Johnny Lee Bench had a remarkable baseball career that can be measured by the opening line on his Hall of Fame plaque, "Johnny Bench redefined standards by which catchers are measured during his seventeen seasons with 'Big Red Machine'." Bench, born on December 7, 1947, in Oklahoma City, grew up in Binger, Oklahoma. He excelled in athletics, achieving All-State honors in basketball and baseball for Binger High School. Idolizing another Oklahoma baseball legend, Mickey Mantle, Bench would later receive the same admiration from a new generation of Oklahoma baseball fans.
In 1965 the Cincinnati Reds drafted Bench, and at spring training Ted Williams autographed his baseball, "to a hall-of-famer for sure." In 1968, proving Williams prophetic, Bench became the first catcher to win the National League (NL) Rookie of the Year award. Playing his entire career with the Cincinnati Reds, he batted .267 and belted 389 home runs. The Reds, dubbed the "Big Red Machine" in the 1970s, won two World Series, four National League pennants, and six divisional titles. He made the NL All-Star team fourteen times, led the league in runs batted in three times, and received the Most Valuable Player award twice; in 1970 he was the youngest player ever to receive that award.

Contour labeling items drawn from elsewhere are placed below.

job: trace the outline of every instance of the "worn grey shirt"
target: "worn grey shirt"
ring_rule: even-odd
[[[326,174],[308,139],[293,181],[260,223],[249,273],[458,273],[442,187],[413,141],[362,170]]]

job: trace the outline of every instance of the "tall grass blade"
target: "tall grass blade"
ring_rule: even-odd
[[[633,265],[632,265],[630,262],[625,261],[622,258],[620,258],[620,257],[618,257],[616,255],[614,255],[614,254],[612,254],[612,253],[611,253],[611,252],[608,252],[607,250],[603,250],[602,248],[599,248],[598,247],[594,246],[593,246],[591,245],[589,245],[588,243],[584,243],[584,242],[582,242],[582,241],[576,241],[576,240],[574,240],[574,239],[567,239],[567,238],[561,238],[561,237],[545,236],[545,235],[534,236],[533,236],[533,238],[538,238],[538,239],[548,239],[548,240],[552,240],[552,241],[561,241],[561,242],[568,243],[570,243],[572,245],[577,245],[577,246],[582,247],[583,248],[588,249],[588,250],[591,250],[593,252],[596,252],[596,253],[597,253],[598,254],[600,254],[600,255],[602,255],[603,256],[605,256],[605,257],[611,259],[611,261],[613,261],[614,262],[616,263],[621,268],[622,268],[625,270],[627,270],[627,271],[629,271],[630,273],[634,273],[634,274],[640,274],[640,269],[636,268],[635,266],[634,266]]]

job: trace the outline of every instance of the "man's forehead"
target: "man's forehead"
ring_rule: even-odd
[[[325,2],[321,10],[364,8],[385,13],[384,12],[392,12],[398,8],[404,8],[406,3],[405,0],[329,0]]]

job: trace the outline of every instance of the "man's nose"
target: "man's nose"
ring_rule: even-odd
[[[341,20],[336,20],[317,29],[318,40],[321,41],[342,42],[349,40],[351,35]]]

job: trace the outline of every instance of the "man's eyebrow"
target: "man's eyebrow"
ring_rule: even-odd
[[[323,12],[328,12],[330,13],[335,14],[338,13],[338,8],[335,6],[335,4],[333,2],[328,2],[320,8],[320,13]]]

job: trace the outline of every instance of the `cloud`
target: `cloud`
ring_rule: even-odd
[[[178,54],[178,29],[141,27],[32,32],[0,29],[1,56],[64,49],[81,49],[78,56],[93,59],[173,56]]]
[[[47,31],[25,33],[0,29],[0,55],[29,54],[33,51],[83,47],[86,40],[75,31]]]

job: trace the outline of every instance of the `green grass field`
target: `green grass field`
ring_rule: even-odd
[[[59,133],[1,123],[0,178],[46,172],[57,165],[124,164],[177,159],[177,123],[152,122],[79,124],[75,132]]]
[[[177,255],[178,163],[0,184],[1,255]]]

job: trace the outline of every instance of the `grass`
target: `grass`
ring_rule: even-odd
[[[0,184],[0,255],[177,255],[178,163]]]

He also had exceptional defensive skills. He won ten straight gold gloves and was one of the best at throwing out base stealers. He became the first catcher to wear a protective helmet in the field, and he caught with one hand behind his back to protect it from foul tips. In the 1976 world series he hit .533, had two home runs, drove in six runs, and threw out the only attempted base-stealer to win the series MVP. In 1989, the first year he was eligible, the Baseball Writers Association of America voted Johnny Bench into the Baseball Hall of Fame. After baseball he started a broadcast career, among other projects.
BIBLIOGRAPHY: Johnny Bench and William Brashler, Catch You Later: The Autobiography of Johnny Bench (New York: Harper and Row, 1979). Bob Burke, Kenny Franks, and Royce Parr, Glory Days of Summer, The History of Baseball in Oklahoma (Oklahoma City: Oklahoma Heritage Association, 1999).